A primeira constatação do Projecto é que quase 300 milhões de africanos vivem a mais de 50 kms de uma ligação de banda larga, pelo que a falta de disponibilidade generalizada de Internet de alta velocidade continua a ser um obstáculo significativo para que África tire pleno partido de todo o potencial da transformação digital. Os dispositivos móveis continuam a ser a principal forma pela qual as pessoas acedem à Internet, e as conexões específicas à mesma aos lares e escritórios são praticamente inexistentes, excepto em algumas capitais.
Os dispositivos móveis continuam a ser a principal forma pela qual as pessoas acedem à Internet, e as conexões específicas à mesma aos lares e escritórios são praticamente inexistentes
A dependência da banda larga móvel em vez da fixa significa que a fixação de preços ilimitados ou o uso ilimitado de dados não são muito comuns em África.

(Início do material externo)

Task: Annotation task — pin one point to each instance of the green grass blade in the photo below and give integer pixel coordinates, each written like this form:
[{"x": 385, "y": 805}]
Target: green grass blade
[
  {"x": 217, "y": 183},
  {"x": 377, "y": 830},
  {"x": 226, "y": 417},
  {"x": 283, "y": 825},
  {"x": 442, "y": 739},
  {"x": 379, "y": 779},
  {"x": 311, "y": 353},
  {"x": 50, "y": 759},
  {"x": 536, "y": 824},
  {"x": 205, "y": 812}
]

No entanto, a revolução dos telemóveis abriu a porta ao investimento do sector privado nas telecomunicações e, agora, os novos modelos e serviços empresariais alargaram significativamente os serviços de comunicações sustentáveis.
Não há competências digitais nem pesquisa
Embora o continente seja responsável por 13,4% da população mundial, produz apenas 1,1% do conhecimento científico. África tem sido lenta a adaptar-se e a desenvolver os seus sectores científicos e tecnológicos e a comercializar as suas inovações, apesar dos múltiplos acordos e da decisão dos chefes de Governo e de Estado de aumentar o investimento em Investigação e Desenvolvimento (I&D) para, pelo menos, 1% do PIB e da adopção da Estratégia de Ciência, Tecnologia e Inovação para África 2024 (STISA). Apenas 1% do investimento mundial em I&D é gasto em África, sendo que o continente detém um minúsculo 0,1% das patentes mundiais.
Ainda de acordo com a Estratégia de Transformação Digital Para África (2020-2030), é necessário considerar o potencial humano formado localmente que os países africanos lutam para manter e utilizar a nível nacional. Além disso, uma explosão demográfica da população jovem resultará em 375 milhões de jovens a entrar no mercado de trabalho até 2030.
É fundamental garantir a disponibilidade generalizada de competências digitais que permitam aos cidadãos e às empresas aproveitar as oportunidades e prevenir os riscos da economia digital.

O que fazer?
Uma visão geral da União Africana conclui que, para que o continente concretize a tão esperada transformação digital e seja globalmente competitivo, é necessário cumprir várias condições prévias. A principal é o investimento e o cultivo de pessoas altamente qualificadas, como produtores, consumidores e inovadores de tecnologias digitais. O investimento nas capacidades digitais dos cidadãos, apoiadas por capacidades tecnológicas e humanas, constitui a estratégia mais sólida para o futuro.
Da mesma forma, como participantes activos no ecossistema digital, os cidadãos devem possuir capacidades digitais para abraçar e usar o avanço digital na vida diária.
Com uma estratégia de desenvolvimento de capacidades humanas e institucionais adequada e coordenada, os jovens, que constituem 60% da população total, podem ser remodelados, aproveitados, empoderados e transformados numa força de trabalho digitalmente adaptável, qualificada e inovadora que não só compreende, adopta e move-se com as tendências globais, mas também traça os seus próprios caminhos digitais para o crescimento e desenvolvimento inclusivos.